Что же остаётся тем исследователям, которые осознали этот факт? Необходимо изучать не абстракцию «литературы вообще», а всё поле дискурсивных практик, связанных с проблемой власти и обслуживающей её идеологии. Эти практики обнаруживают себя не только в «освящённой каноном» классике, но и в ток-шоу, бульварном чтиве, газетах и в новых медиа. Раскрытие такой «бытовой» идеологичности – одна из насущных задач современной литературной критики. Здесь идеи Иглтона сближаются с принципами сторонников деконструкции. Но он идёт дальше, рассматривая ряд сфер, в которых культурная и политическая деятельность тесно смыкаются.
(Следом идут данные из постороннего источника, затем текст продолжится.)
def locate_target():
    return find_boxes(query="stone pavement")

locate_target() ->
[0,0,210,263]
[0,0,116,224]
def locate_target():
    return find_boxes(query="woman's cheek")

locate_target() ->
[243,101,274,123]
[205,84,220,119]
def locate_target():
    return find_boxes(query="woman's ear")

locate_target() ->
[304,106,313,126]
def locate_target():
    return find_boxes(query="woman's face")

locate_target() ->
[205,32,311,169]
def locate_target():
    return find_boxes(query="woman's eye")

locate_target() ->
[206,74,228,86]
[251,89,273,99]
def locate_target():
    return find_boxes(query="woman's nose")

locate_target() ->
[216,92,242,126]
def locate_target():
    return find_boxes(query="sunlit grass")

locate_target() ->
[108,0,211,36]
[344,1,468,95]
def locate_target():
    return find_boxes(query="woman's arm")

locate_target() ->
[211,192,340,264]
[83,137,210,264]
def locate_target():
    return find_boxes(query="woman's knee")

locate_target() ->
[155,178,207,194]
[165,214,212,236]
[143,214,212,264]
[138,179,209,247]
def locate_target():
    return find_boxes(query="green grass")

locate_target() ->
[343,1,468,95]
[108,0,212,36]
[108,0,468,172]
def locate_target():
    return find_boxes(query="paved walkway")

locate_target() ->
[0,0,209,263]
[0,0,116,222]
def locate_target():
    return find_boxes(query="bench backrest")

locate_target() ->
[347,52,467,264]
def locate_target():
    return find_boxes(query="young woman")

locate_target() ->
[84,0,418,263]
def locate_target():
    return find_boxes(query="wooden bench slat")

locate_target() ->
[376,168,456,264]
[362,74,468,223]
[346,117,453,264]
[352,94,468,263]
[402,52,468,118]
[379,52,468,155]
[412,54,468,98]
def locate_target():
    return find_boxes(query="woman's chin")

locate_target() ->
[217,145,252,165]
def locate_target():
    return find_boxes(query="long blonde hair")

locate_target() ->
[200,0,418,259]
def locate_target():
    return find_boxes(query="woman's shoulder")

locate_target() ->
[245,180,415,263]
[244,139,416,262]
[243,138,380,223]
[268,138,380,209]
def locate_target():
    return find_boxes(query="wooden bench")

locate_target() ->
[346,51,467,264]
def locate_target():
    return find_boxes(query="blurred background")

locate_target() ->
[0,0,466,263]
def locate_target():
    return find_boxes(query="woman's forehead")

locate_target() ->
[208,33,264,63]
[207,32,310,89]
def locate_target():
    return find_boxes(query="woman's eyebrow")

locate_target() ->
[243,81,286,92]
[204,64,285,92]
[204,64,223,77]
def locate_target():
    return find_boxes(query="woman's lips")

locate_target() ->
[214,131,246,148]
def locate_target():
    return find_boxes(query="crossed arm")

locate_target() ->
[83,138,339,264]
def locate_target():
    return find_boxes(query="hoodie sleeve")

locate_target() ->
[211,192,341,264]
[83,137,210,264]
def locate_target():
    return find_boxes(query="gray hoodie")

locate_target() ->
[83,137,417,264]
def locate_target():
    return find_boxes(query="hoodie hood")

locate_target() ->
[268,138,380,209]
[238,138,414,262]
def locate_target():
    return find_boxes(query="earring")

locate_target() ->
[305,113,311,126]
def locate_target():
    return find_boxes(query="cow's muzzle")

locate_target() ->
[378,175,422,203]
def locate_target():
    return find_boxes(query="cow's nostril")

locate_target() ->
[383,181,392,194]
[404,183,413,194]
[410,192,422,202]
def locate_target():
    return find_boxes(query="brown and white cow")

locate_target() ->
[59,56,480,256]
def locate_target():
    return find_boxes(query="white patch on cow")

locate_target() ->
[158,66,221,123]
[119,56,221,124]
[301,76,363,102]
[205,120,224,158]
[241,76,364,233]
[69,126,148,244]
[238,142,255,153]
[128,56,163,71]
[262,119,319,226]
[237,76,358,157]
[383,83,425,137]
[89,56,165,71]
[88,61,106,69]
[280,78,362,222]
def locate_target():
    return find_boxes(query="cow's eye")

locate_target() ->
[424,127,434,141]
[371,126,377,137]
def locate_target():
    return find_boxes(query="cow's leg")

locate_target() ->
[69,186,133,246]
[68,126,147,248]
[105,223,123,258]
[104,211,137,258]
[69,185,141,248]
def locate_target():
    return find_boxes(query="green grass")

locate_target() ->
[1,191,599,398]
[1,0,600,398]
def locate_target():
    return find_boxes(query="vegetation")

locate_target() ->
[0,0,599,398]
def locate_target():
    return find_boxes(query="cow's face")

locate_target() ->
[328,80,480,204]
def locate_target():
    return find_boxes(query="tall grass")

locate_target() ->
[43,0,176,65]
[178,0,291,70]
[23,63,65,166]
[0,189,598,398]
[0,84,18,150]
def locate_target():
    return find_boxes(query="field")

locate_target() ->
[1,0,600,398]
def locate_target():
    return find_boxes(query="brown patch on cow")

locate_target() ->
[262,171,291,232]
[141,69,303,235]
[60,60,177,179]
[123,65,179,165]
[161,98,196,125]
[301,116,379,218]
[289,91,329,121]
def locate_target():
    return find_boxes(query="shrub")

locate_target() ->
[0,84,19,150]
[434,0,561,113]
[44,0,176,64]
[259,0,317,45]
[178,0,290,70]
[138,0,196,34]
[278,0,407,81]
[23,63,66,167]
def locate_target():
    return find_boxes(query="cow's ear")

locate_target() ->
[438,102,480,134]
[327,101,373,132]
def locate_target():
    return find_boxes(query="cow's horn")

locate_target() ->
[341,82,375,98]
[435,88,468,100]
Марксистское литературоведение могло бы так переформулировать знаменитый n-й тезис Маркса о Фейербахе: «Литературоведение лишь различным образом объясняло литературу, но дело заключается в том, чтобы изменить её». Критик вполне может принять участие в этом изменении, если пересмотрит свои шаблонные представления о центре и периферии литературного поля, тем более, что, как показывает Иглтон, карта литературного ландшафта постоянно перекраивается господствующей идеологией. Терри Иглтон призывает не только к «критической реакции» на идеологию медиа и общества потребления (такая реакция ограничена уже тем, что не обладает позитивной программой), но и к пересмотру сформировавшегося круга писательских имён, занявших литературный Олимп. Для этого нужно не просто критически оценить эти имена, но и заняться прежде маргинальными и вторичными сферами литературоведения: женским движением в его влиянии на литературный процесс, а также «интенсивно формирующимся движением писателей рабочего класса», молчавших «в течение многих поколений» [11] . Читатель и критик должны не просто усомниться в непререкаемости литературных авторитетов, но и поставить под вопрос незыблемость социального порядка, ущемляющего интересы больших социальных групп и классов. Подчас такой порядок кажется неизменным именно за счёт своих идеологических подпорок, в том числе литературы – в той форме, в которой мы её знаем.
11
Наст. изд. С. 255.
Елена Бучкина
Чарльзу Суонну и Реймонду Уильямсу [12]
ПРЕДИСЛОВИЕ КО ВТОРОМУ ИЗДАНИЮ
Эта книга – попытка сделать современную теорию литературы доступной и привлекательной для максимально широкого круга читателей. Я рад сообщить, что после выхода в свет в 1983 году она изучалась юристами с тем же интересом, что и литературными критиками, а антропологами – так же, как и теоретиками культуры. Пожалуй, в некотором смысле тут нет ничего особенно удивительного. Ведь сама книга пытается показать, что в действительности не существует никакой «теории литературы» в том смысле, что нет фундаментальных посылок, которые исходили бы единственно из литературы или были бы применимы лишь к ней одной. Ни один из подходов, отражённых здесь, – от феноменологии и семиотики до структурализма и психоанализа – не относится только к литературе. Наоборот, все они возникли в иных областях гуманитарных наук, и их общие выводы лежат за границами литературы как таковой. Это, как мне представляется, стало одной из причин популярности книги, а также одной из причин, делающих её переиздание необходимым. Но я был поражён ещё и количеством далёких от науки читателей, которых она привлекла. В отличие от большинства такого рода работ, ей удалось найти своего читателя за пределами университета, и это особенно интересно в свете так называемой «элитарности» теории литературы. Даже если это трудный, «эзотерический» язык, он всё равно кажется интересным людям, никогда не бывавшим в стенах университета. И если так оно и есть, кто-то в этих стенах из отвергающих теорию за её «эзотеричность» должен задуматься. В любом случае обнадёживает то, что в эпоху постмодернизма, когда от смысла, как и от всего остального, ждут, что он будет моментально годен к употреблению, есть люди, находящие, что необходима работа по поиску новых способов говорить о литературе.
12
Чарльз Суонн – профессор литературы в университете г. Кил в Великобритании, друг и единомышленник Иглтона; Реймонд Уильямс – крупный британский культуролог и литературовед, марксист, чьи теории существенно повлияли на взгляды Иглтона, Суонна и других исследователей.